Shape from specular flow (SFSF) explores surface estimation by measuring dense optical flow of environment features as observed on a mirror under a known motion of environment, mirror, or camera. Much of the prior art work in SFSF assumes infinitesimal rotation of the environment, where in the forward flow equations linking the motion field, surface parameters and specular flow (SF) can be expressed as a partial differential equation (PDE).
However, conventional approaches do not extend to finite or large motion because large displacements cannot be incorporated into the PDE framework. Further, SFSF requires a dense optical flow, which is difficult to obtain for specular objects because SF exhibits certain undesirable properties, such as undefined or infinite flow, and one-to-many mappings.
Specular Flow verses Reflection Correspondences
FIG. 1 shows point P1 on surface S1, and point P2 on surface S2. The normals n, and curvatures of the surfaces at the two points are identical. Because the specular flow forward equations depend only on local normal and curvature, for the same infinitesimal environment motion, the flow will be identical for these two points.
However, in case of a finite or large environment rotation θ as shown, the observed flow depends not only on the local normal and curvature, but also on properties of the neighborhood. Notice that the actual flow observed at these two surface points is radically different because of the difference in their neighborhoods.

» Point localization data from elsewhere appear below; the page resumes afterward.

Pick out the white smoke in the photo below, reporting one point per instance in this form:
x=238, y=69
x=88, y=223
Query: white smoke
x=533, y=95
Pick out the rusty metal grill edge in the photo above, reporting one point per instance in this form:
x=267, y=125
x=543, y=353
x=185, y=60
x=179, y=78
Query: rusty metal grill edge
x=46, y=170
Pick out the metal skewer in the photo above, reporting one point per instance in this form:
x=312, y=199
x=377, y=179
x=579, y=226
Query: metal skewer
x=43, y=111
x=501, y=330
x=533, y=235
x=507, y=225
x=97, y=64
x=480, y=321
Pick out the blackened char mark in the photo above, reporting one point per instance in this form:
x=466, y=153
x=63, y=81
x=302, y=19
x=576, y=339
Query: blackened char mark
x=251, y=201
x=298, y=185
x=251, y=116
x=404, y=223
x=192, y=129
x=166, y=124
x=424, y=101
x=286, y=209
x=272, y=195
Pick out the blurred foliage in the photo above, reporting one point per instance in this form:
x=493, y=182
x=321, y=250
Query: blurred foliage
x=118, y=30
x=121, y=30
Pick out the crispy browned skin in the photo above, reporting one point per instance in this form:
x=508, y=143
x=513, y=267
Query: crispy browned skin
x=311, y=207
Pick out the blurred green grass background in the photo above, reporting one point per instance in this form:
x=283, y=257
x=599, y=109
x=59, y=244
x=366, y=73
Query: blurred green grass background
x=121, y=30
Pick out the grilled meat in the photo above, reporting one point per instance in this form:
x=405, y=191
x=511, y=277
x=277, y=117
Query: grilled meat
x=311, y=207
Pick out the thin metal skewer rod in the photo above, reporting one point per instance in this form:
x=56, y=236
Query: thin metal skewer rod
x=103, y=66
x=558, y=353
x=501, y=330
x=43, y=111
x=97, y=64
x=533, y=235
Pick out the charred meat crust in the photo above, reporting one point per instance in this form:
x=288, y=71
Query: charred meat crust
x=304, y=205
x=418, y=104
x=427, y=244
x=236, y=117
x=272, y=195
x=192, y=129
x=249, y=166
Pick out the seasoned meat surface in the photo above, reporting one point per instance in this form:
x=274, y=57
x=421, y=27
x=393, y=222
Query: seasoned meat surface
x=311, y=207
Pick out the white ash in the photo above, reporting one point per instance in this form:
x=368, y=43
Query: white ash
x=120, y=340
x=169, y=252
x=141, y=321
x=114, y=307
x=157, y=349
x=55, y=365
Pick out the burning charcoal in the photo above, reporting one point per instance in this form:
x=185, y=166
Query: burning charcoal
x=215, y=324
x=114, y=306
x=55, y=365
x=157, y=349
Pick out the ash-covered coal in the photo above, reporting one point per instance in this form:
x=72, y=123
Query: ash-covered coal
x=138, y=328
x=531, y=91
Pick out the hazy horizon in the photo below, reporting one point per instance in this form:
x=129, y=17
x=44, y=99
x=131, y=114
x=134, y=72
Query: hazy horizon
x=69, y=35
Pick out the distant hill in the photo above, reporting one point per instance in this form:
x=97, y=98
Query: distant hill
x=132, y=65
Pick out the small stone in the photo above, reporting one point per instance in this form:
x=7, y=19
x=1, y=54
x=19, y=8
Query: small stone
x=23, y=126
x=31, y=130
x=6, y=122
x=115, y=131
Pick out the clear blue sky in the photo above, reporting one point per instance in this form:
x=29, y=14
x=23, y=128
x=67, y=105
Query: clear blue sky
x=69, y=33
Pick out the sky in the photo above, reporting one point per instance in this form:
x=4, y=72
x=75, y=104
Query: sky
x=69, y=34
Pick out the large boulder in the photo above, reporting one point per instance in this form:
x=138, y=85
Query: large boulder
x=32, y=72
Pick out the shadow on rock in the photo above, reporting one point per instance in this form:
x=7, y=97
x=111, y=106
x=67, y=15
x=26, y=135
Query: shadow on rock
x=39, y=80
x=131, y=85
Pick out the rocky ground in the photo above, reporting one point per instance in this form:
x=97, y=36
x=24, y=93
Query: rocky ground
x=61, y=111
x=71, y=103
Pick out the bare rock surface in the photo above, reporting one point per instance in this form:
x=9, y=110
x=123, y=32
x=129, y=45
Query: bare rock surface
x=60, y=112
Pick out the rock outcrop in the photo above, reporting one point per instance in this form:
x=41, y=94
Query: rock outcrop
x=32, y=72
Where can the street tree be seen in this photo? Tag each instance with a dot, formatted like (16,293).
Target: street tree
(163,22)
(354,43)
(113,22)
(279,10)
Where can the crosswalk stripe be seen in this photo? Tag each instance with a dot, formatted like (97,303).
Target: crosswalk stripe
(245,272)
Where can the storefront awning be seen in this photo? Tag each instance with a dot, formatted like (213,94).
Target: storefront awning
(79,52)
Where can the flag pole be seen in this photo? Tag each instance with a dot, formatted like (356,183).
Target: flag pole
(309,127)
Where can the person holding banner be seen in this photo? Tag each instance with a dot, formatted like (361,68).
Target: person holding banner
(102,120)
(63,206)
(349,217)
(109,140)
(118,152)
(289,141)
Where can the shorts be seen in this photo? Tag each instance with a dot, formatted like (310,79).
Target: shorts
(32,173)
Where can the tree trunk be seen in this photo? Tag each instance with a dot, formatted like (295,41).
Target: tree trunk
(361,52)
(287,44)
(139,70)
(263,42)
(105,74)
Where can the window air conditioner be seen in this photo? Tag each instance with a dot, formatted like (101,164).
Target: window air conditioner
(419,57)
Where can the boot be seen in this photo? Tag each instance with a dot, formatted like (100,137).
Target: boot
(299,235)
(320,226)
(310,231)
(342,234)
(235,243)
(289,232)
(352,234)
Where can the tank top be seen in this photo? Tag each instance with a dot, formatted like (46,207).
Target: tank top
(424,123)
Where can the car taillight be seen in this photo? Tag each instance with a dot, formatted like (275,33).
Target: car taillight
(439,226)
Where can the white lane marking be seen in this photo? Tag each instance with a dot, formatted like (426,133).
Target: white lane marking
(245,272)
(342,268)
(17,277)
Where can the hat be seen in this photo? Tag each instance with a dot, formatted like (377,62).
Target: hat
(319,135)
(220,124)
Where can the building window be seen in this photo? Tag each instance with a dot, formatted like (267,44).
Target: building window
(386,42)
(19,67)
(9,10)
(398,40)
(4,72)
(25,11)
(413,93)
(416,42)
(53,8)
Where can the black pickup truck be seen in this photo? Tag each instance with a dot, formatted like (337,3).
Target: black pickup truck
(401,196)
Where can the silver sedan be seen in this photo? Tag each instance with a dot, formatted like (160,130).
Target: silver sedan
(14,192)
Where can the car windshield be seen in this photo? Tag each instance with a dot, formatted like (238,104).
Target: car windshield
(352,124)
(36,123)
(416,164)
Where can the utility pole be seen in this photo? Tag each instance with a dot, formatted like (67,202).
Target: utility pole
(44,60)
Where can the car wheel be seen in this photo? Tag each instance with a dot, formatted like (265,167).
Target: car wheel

This dependence is not easily incorporated into the specular flow framework.
Qualitative Properties:
It has been shown show that local surface properties, such as concave or convexity, can be determined under motion of the observer without knowledge of the lighting. Stereoscopic images of specular highlights can be analyzed to shows that the disparity of highlights is related to its convexity or concavity.
Active Illumination
The structure of specular objects can be estimated using photometric stereo images. Caustics can be bused to determine if an image feature is real or a reflection. Then, surface recovery can be performed by tracking an unknown scene point. This property can then be used to estimate surface mesostructures at high resolution. Probes of a known surface and reflectance can determine the properties of an unknown surface.
Calibrated Environment
Surface reconstruction under known environment is well known. Local properties of a smooth surface can be determined up to third order by the observed projection of two calibrated lines. Multiple images of a calibrated pattern can be used to reconstruct the shape of the surface mirror. Structured highlighting can also be used to obtain the shape of specular objects.
Uncalibrated Environments
Specular flow can be significantly different from the motion field, especially near points of parabolic curvature. Specular path perturbation can be used for fast rendering of multiple inter-reflections.
Specular flow can also be determined for two known or three unknown rotations about arbitrary axes. Both of these approaches require a significant number of initial conditions (in terms of normals) to solve for the shape of the surface. Under a different parameterization of the surface, the estimation problem becomes linear. This is used to estimate the shape of the mirror from multiple specular flows without any additional information.
However, the SFSF formulation is inherently differential and does not extend to large motion.